Thursday, 3 December 2009

Sketch 3

This is the kind of sketch I enjoy doing, when you simply draw a continuous line around the page, following the subject with your eyes as you do so, and trying to catch as much as possible with as few lines.
This sketch is from a few years back, it was a hot summer morning on the Docklands light railway, heading towards Greenwich. ( I was working there at the time. ) I think I can even be accurate enough to say it was draw between Limehouse and West India Quay stations. I can still see the guy leaning on the seat division by the door as the light passed behind him. Sketch books are great for that, they can capture the whole moment of drawing in your memory, not just the subject, but where you were, how you felt, the weather, the light...
Elbows are brilliant things to draw. There is such a specific curve and weight to them, that swell of forearm muscle leading up to the dual points made by the head of the humerus. Very satisfying.
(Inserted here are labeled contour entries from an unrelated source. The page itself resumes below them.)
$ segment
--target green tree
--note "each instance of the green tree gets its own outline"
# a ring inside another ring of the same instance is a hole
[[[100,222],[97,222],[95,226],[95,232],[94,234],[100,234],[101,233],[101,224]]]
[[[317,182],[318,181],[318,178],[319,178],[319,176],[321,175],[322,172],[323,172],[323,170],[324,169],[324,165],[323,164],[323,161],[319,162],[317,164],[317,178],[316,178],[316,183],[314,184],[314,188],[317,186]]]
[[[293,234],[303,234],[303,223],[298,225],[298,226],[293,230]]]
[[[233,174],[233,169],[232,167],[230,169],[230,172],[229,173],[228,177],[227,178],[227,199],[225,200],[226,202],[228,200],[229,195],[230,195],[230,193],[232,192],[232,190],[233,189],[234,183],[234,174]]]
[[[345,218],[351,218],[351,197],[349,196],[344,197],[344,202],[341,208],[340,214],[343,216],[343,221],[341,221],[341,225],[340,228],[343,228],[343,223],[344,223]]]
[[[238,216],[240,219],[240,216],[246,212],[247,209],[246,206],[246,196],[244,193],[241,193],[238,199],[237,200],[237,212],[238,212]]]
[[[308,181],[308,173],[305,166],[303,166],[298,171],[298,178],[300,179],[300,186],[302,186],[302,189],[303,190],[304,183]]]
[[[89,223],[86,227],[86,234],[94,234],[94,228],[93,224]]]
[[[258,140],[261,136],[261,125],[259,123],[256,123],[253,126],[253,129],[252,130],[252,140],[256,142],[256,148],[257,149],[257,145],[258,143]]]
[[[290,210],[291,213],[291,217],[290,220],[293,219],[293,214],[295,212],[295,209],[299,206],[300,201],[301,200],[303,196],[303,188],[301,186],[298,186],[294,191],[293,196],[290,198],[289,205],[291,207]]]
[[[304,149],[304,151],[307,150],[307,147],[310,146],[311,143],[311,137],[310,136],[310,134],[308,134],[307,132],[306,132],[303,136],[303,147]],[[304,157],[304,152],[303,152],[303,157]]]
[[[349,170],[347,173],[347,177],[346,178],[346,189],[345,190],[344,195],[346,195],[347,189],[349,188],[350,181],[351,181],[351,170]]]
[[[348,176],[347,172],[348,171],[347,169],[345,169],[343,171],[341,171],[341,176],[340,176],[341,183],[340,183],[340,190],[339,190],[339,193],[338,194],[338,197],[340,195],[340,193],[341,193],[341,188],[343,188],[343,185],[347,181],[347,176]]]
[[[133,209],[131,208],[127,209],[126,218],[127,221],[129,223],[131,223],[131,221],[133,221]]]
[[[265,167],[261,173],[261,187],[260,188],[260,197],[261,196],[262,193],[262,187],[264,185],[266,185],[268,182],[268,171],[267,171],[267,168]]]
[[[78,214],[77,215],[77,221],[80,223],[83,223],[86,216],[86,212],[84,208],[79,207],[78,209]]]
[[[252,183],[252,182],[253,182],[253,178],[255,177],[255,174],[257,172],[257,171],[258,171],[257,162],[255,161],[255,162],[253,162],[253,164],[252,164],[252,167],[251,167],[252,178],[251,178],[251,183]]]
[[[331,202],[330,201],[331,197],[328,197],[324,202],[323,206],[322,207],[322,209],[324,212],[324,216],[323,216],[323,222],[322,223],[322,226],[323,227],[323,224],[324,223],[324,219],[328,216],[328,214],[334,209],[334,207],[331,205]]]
Wednesday, 2 December 2009

City lunch sketch

From an old sketchbook.
Was on a location recce in the city, and whilst I waited for the rest of the group to turn up, sat in the square behind Liverpool street station, and watched the office workers spill out to sit in the sun for lunch. A free life drawing class.
I don't often seem to manage to sketch the whole pose, so was very pleased how this one turned out.
She was chatting with her friend, and eating a Pret-a-manger sandwich. I got the sense she didn't actually work in the city, and was just lunching with her friend, who did.

Tuesday, 1 December 2009

First sketch

Okay, first sketch. Was on my way to meet a friend at the cinema, but was early, so wandered into the British Museum, and ended up at the top of the central stairs, looking down on the cafe area. Gave a great perspective.
You can't see it here but this guy had one sleeve rolled up, and one fully down, which would annoy me. I did several sketches of him and his family. His partner had left him with their baby whilst she went to get drinks. He gamely played 'bang the stool' with the toddler for a while, thump thump thumpthumpthump, but there was more than a hint of relief in the speed with which he swapped the tiny child for a cup of coffee when she returned.
I have to say, reading that back, that I am never sure if my sketching is just sketching, or some kind of sanctioned voyeurism. People watching is, without doubt, endlessly fascinating.